Monday, October 29, 2007

Can Parents & Teens be
BFFs in a Tech-Friendly World?



I heard a funny ad on the radio this morning with a 90+ year old woman talking to her grown daughter in texting language. It made me remember youth group at our church last night during which I talked with some late-teen/early-20s folks from our church about facebook and myspace. In the middle of that conversation an 11 year old asked me if I'd seen his myspace page yet. (Of course he's too young to have one, but that's besides the point - isn't it). I also remember a recent meeting during which someone asked "What's a BFF?" Coming home to down my second cup of coffee I began reading today's Tribune & ran across the great front-page article "Tech creates parent-teen disconnect" in which it's suggested to parents to "bridge the gap by getting up to speed on the techonology teens use."

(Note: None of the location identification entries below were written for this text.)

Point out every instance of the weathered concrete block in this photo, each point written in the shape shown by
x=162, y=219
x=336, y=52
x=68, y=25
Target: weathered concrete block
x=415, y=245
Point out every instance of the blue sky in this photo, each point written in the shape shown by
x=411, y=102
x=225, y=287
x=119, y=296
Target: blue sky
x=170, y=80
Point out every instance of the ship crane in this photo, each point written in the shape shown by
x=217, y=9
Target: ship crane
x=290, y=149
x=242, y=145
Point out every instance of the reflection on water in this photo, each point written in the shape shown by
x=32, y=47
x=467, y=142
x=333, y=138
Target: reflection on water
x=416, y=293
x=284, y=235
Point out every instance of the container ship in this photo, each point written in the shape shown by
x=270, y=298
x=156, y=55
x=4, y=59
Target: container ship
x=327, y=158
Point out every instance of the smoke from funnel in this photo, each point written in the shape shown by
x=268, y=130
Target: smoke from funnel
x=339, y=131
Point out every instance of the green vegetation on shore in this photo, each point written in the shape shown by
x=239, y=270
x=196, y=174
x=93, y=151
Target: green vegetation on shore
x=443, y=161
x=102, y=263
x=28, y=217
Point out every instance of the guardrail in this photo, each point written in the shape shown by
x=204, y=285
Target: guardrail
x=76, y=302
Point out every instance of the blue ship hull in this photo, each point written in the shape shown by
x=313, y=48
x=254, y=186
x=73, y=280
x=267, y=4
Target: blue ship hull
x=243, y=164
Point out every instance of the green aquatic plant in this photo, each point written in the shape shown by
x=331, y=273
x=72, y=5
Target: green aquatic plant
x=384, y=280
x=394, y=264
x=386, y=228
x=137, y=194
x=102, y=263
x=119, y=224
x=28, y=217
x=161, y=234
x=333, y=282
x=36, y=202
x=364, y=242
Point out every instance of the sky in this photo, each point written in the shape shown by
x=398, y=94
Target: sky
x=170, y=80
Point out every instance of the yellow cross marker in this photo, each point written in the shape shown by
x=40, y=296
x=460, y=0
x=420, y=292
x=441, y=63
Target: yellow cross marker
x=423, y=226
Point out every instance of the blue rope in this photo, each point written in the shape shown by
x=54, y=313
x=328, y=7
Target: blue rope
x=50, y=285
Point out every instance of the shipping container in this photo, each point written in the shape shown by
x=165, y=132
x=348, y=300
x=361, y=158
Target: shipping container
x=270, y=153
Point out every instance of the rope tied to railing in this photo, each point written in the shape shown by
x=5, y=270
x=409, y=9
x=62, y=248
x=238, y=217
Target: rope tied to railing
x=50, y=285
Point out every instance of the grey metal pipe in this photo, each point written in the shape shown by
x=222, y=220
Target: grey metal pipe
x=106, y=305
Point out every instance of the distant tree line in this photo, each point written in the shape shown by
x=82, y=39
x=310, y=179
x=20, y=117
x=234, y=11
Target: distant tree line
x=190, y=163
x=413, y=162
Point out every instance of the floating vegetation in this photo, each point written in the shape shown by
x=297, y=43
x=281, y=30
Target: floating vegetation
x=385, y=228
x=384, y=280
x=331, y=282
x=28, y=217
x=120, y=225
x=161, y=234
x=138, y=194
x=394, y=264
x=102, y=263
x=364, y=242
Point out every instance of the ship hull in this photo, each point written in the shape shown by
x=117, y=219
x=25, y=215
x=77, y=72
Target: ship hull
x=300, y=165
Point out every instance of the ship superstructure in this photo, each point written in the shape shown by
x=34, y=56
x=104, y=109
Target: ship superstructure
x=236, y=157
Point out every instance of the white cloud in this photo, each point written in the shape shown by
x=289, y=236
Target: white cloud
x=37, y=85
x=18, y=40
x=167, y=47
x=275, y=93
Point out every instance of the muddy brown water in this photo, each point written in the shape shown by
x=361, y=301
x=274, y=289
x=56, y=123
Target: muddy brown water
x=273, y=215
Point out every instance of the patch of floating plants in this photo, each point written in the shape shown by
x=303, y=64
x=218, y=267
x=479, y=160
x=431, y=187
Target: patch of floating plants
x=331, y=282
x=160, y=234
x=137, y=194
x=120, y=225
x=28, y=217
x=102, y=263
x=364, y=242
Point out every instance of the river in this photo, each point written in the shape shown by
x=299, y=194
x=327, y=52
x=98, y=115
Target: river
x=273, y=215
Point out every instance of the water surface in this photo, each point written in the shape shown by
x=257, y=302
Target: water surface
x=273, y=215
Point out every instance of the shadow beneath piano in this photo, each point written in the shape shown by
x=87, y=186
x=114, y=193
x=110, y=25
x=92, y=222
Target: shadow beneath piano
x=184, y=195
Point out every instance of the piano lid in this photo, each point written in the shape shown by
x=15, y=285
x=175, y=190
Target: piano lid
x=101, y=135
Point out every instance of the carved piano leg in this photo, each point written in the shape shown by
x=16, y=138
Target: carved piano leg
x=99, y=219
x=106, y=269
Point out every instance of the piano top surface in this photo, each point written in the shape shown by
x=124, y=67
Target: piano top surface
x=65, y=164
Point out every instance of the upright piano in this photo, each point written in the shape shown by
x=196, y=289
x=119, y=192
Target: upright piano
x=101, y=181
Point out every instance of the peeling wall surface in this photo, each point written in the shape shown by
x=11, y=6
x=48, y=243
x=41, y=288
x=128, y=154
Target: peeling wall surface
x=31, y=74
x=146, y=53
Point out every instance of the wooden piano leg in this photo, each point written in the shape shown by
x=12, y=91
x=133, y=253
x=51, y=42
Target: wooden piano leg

Makes me wonder about my own kids, who haven't yet started texting, and then about the changing nature of communication. We seem to have more and more to say in more and more formats (phones, email, cell phones, blackberries, texting, blogs....) and yet there seems in general to be more and more confusion in terms of interpersonal communication and relationships & community buidling. I don't think it's just a young in body vs. young at heart contrast. It has to be bigger. I think it has to do with worldview more than age, with the larger transformation of our society, culture, and world economy. We can wish to go back to yesteryear when everything was so rosy, safer and easy. But those rose-colored glasses don't yet have the power to teleport us backwards in time. Makes me wonder a lot of things about relationships, community organizing, education - and church communities. I wonder if we're even aware of what's already changed and happening around us today? Seems like we're not, after this tribune article.